While there are no large, well-controlled studies on the use of sulfamethoxazole and trimethoprim in pregnant women, Brumfitt and Pursell,9 in a retrospective study, reported the outcome of 186 pregnancies during which the mother received either placebo or sulfamethoxazole and trimethoprim. The incidence of congenital abnormalities was 4.5% (3 of 66) in those who received placebo and 3.3% (4 of 120) in those receiving sulfamethoxazole and trimethoprim. There were no abnormalities in the 10 children whose mothers received the drug during the first trimester. In a separate survey, Brumfitt and Pursell also found no congenital abnormalities in 35 children whose mothers had received oral sulfamethoxazole and trimethoprim at the time of conception or shortly thereafter.
Because sulfamethoxazole and trimethoprim may interfere with folic acid metabolism, sulfamethoxazole and trimethoprim should be used during pregnancy only if the potential benefit justifies the potential risk to the fetus.
See CONTRAINDICATIONS section.
See CONTRAINDICATIONS section.
Clinical studies of sulfamethoxazole and trimethoprim did not include sufficient numbers of subjects aged 65 and over to determine whether they respond differently from younger subjects.

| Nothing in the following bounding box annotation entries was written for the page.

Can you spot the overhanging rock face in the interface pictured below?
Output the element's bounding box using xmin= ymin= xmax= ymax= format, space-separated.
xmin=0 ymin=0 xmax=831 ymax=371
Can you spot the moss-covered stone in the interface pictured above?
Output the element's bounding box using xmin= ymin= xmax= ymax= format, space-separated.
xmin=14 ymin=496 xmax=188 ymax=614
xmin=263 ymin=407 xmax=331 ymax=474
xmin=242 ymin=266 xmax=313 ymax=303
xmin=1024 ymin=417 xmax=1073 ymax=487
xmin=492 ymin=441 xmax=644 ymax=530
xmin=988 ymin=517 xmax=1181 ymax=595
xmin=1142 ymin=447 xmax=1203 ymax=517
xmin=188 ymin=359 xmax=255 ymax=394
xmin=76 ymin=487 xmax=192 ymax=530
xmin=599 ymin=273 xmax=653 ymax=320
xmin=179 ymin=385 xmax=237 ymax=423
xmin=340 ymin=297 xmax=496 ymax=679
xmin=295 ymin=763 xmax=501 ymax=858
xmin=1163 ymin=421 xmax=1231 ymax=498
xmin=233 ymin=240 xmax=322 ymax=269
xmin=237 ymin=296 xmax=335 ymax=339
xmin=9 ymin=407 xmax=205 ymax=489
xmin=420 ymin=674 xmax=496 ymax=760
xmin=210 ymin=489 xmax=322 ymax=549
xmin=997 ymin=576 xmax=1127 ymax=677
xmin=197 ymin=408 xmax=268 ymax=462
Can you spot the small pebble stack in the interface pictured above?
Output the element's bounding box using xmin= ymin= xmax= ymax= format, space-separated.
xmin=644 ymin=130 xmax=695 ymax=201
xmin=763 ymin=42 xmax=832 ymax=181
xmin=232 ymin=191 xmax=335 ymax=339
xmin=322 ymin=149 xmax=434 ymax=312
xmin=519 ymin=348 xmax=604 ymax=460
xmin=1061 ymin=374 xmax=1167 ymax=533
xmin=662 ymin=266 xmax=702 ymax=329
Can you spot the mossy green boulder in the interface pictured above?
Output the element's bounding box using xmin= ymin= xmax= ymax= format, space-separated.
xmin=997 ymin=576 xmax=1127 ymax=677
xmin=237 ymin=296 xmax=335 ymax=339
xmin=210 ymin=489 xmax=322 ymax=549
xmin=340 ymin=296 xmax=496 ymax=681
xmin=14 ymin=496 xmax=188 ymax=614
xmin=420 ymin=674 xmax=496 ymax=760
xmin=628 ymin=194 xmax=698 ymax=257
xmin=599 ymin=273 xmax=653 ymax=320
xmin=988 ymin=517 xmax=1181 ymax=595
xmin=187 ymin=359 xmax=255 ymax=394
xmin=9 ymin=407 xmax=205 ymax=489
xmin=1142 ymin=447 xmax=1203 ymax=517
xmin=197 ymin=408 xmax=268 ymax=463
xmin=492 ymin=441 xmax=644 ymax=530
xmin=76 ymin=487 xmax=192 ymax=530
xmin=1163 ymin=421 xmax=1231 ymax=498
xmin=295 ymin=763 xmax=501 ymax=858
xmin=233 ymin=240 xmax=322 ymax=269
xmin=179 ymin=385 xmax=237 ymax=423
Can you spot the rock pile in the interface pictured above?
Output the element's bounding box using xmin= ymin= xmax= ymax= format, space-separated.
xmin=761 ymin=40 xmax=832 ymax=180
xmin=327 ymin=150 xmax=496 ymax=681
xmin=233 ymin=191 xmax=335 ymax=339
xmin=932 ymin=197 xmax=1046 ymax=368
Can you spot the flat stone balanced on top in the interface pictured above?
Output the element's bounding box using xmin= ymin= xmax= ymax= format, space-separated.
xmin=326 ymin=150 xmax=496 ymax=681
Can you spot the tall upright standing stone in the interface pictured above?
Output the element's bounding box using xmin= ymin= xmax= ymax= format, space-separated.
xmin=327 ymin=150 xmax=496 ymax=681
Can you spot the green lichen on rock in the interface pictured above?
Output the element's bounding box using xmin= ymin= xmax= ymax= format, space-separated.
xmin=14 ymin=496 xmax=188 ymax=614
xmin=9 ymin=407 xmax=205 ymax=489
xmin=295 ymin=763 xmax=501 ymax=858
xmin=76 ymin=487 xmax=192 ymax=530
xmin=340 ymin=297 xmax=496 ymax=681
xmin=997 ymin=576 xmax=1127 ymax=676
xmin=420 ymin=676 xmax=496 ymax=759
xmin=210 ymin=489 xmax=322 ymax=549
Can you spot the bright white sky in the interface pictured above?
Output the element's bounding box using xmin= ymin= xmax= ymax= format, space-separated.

There may be an increased risk of severe adverse reactions in elderly patients, particularly when complicating conditions exist, e.g., impaired kidney and/or liver function, possible folate deficiency, or concomitant use of other drugs. Severe skin reactions, generalized bone marrow suppression (see WARNINGS and ADVERSE REACTIONS sections), a specific decrease in platelets (with or without purpura), and hyperkalemia are the most frequently reported severe adverse reactions in elderly patients. In those concurrently receiving certain diuretics, primarily thiazides, an increased incidence of thrombocytopenia with purpura has been reported. Increased digoxin blood levels can occur with concomitant sulfamethoxazole and trimethoprim therapy, especially in elderly patients. Serum digoxin levels should be monitored. Hematological changes indicative of folic acid deficiency may occur in elderly patients. These effects are reversible by folinic acid therapy. Appropriate dosage adjustments should be made for patients with impaired kidney function and duration of use should be as short as possible to minimize risks of undesired reactions (see DOSAGE AND ADMINISTRATION sections). The trimethoprim component of sulfamethoxazole and trimethoprim may cause hyperkalemia when administered to patients with underlying disorders of potassium metabolism, with renal insufficiency or when given concomitantly with drugs known to induce hyperkalemia, such as angiotensin converting enzyme inhibitors. Close monitoring of serum potassium is warranted in these patients. Discontinuation of sulfamethoxazole and trimethoprim treatment is recommended to help lower potassium serum levels.
Pharmacokinetics parameters for sulfamethoxazole were similar for geriatric subjects and younger adult subjects. The mean maximum serum trimethoprim concentration was higher and mean renal clearance of trimethoprim was lower in geriatric subjects compared with younger subjects (see CLINICAL PHARMACOLOGY: Geriatric Pharmacokinetics).